Homozygosity runs in the family (or not)

800px-IMGP2147 The number 1 gets a lot more press than -1, and the concept of heterozygosity gets more attention than homozygosity. Concretely the difference between the latter two is rather straightforward. In diploid organisms the genes come in duplicates. If the alleles are the same, then they’re homozygous. If they’re different, then they’re heterozygous. Sex chromosomes can be an exception to this because in the heterogametic sex you generally have only one copy of gene as one of the chromosomes is sharply truncated. This is why in human males are subject to X-linked recessive traits at such a great frequency in comparison to females; recessive expression is irrelevant when you don’t have a compensatory X chromosome to mask the malfunction of one allele.

Of course recessive traits are not simply a function of sex-linked traits. Consider microcephaly, an autosomal recessive disease. To manifest the trait you need two malfunctioning copies of the gene, one from each parent. In other words, you exhibit a homozygous genotype with two mutant copies. I suspect that this particularly common context of homozygosity, recessive autosomal diseases, is one reason why it is less commonly discussed outside of specialist circles: there are whole cluster of medical and social factors which lead to homozygosity which are already the focus of attention. The genetic architecture of the trait is of less note than the etiology of the disease and the possible reasons in the family’s background which might have increased the risk probability, especially inbreeding. In contrast heterozygosity is generally not so disastrous. Even if functionality is not 100%, it is close enough for “government work.” The deleterious consequences of a malfunctioning allele are masked by the “wild type” good copy. The exceptions are in areas such as breeding for hybrid vigor, when heterozygote advantage may be coming to the fore. The details of complementation of two alleles matter a great deal to the bottom line, and the concept of hybrid vigor has percolated out to the general public, with the more informed being cognizant of heterozygosity.

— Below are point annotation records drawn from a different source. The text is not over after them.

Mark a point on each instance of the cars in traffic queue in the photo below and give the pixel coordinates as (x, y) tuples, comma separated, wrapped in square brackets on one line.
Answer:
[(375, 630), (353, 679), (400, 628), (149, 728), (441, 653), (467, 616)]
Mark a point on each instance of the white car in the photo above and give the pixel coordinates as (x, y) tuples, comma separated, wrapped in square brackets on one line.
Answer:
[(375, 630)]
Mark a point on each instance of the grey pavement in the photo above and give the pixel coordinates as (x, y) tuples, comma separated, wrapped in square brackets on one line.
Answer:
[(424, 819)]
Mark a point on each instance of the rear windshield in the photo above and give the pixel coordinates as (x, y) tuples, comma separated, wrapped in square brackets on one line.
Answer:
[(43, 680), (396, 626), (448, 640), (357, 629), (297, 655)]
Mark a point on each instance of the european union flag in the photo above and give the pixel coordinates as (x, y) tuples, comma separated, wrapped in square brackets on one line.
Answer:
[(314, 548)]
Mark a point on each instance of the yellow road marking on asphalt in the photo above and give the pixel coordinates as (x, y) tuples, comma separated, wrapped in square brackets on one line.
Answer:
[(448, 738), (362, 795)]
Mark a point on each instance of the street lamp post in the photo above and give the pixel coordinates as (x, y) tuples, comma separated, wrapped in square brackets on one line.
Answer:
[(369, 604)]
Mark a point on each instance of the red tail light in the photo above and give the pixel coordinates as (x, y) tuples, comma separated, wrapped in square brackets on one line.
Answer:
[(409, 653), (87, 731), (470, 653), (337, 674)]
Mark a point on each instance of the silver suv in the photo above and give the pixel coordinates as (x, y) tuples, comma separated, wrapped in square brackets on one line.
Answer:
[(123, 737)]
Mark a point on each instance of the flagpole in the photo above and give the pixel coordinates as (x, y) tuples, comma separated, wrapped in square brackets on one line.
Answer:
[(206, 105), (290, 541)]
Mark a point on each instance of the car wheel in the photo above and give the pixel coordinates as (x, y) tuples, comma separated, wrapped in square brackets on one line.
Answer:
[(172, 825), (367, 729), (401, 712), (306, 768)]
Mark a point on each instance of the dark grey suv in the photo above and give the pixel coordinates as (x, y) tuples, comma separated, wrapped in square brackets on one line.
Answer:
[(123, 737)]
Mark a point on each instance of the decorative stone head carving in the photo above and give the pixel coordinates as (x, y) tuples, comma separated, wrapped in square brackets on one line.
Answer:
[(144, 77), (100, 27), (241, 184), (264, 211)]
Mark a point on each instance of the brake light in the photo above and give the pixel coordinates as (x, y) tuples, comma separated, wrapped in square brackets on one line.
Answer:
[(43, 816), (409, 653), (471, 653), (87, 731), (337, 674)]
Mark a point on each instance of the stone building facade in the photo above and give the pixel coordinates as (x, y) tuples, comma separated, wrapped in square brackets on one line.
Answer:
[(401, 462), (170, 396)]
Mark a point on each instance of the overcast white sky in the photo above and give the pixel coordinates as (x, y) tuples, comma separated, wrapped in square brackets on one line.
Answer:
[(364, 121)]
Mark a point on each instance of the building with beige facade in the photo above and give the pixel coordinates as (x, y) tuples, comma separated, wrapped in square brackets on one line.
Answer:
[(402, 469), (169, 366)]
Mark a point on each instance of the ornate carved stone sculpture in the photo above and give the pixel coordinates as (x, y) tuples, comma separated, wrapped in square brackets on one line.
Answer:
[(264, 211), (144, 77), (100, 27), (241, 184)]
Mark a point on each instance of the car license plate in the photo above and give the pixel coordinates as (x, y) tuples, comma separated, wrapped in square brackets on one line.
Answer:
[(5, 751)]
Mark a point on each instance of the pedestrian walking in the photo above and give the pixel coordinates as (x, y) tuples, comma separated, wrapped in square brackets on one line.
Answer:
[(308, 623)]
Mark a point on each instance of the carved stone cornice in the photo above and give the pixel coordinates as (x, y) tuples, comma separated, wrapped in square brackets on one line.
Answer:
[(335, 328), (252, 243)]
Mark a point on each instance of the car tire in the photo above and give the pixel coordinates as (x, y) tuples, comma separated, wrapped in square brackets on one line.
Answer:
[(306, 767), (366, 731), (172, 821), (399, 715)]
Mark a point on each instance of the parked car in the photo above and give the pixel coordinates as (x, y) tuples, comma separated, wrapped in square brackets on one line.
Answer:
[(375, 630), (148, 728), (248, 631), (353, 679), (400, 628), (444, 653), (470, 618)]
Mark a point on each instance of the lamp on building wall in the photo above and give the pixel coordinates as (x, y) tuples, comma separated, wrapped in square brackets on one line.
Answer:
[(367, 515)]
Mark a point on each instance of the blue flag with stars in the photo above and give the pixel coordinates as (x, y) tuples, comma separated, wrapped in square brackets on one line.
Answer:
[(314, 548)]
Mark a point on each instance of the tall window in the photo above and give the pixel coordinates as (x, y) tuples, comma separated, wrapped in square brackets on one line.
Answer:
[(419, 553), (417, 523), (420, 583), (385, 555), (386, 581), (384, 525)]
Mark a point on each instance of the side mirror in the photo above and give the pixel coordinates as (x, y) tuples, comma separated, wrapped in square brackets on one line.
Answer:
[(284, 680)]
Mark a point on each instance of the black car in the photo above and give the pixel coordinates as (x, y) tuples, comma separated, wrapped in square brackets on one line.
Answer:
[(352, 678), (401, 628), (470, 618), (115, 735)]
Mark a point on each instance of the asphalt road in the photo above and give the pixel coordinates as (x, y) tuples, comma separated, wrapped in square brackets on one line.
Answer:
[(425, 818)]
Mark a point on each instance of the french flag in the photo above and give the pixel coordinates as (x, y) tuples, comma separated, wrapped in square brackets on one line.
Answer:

But homozygosity is of interest beyond the unfortunate instances when it is connected to a recessive disease. Like heterozygosity, homozygosity exists in spades across our genome. My 23andMe sample comes up as 67.6% homozygous on my SNPs (which are biased toward ~500,000 base pairs which tend to have population wide variation), while Dr. Daniel MacArthur’s results show him to be 68.1% homozygous across his SNPs. This is not atypical for outbred individuals. In contrast someone whose parents were first cousins can come up as ~72% homozygous. This is important: zygosity is not telling you simply about the state of two alleles, in this case base pairs, it may also be telling you about the descent of two alleles. Obviously this is not always clear on the base pair level; mutations happen frequently enough that even if you carry two minor alleles it is not necessarily evidence that they’re identical by descent (IBD), or autozygous (just a term which denotes ancestry of the alleles from the same original copy). What you need to look for are genome-wide patterns of homozygosity, in particular “runs of homozygosity” (ROH). These are long sequences biased toward homozygous genotypes.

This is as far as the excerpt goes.